Equally compelling is the arc of Peter Quayle, a senior manager in the Alpha world at the Office of Interchange. Obtaining the role by privilege of family connections, he’s initially a useless figure of incompetence, played with a wonderfully twitch quality by Harry Lloyd. But over the course of 10 episodes, he becomes a victim of circumstance as much as maintainer of status quo, and his responsibility to balance both things, along with his marriage to his wife, Claire (Nazanin Boniadi), reaches a heartbreaking crescendo by the finale. He learns to compromise and adapt, each new decision both weakening his power and strengthening his character.
Even in the most apparently incidental stories, Marks and his team find moving consequences of this divisive scenario; one sees a child having to break her legs, so that she can mimic her injured counterpart in Berlin’s mirror And yet behind that sacrifice is an even more poignant, and more determined truth, one that lies at the root of the disharmony between the two reflections.
In between these diverging images and echoes are a number of mysterious players, from Sara Serraiocco’s hitwoman, Nadia, to Nicholas Pinnock’s veteran peacekeeper Ian, who juggle intimidating purpose and intriguing ambiguity with superbly elusive chemistry.
Their moves, and all the others on this checkered chessboard, make for a rollicking, hugely suspenseful ride through familiar genre beats, each one given a fresh injection of novelty and a dark note of surprise. And, at the centre of it all, lie two men both finding themselves in alien territory, each one taking on traits of the other. A fantastic two-part finale returns us to the show’s central thesis, that identity is fluid, and that nurture can lead our nature to react in new ways – if everyone treats Howard Prime as Howard Alpha, it’s only natural that he should start to become more like him, and vice verse.

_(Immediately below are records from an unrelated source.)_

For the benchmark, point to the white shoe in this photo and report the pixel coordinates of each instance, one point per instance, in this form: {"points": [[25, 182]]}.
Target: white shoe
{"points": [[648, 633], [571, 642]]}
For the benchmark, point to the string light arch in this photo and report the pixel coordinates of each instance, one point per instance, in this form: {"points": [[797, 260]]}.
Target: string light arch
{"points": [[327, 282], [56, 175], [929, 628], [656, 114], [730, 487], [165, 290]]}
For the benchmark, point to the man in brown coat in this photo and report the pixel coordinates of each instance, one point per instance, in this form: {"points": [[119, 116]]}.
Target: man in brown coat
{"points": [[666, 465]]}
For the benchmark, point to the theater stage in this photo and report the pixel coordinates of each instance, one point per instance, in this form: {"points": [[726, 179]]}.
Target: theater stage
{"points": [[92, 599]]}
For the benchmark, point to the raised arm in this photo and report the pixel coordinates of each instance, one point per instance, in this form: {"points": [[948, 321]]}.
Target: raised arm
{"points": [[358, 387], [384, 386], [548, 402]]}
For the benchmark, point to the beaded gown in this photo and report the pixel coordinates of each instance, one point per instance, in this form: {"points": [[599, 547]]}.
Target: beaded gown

There’s a timeless horror in confronting one’s doppelgänger, and terror in getting to know one’s self as a result. But, scariest of all, is getting to know yourself, only to know that yourself can change. The result is a TV series of endless possibilities, a rare example of a story where you have no idea what will come next – and that makes the prospect of Season 2, which arrives on STARZPLAY this week, all the more thrilling.
Counterpart is available to watch online in the UK on STARZPLAY, a streaming service that costs £4.99 a month. The platform is available on Virgin Media On Demand or through Amazon Prime Video, both as an add-on subscription to your existing account.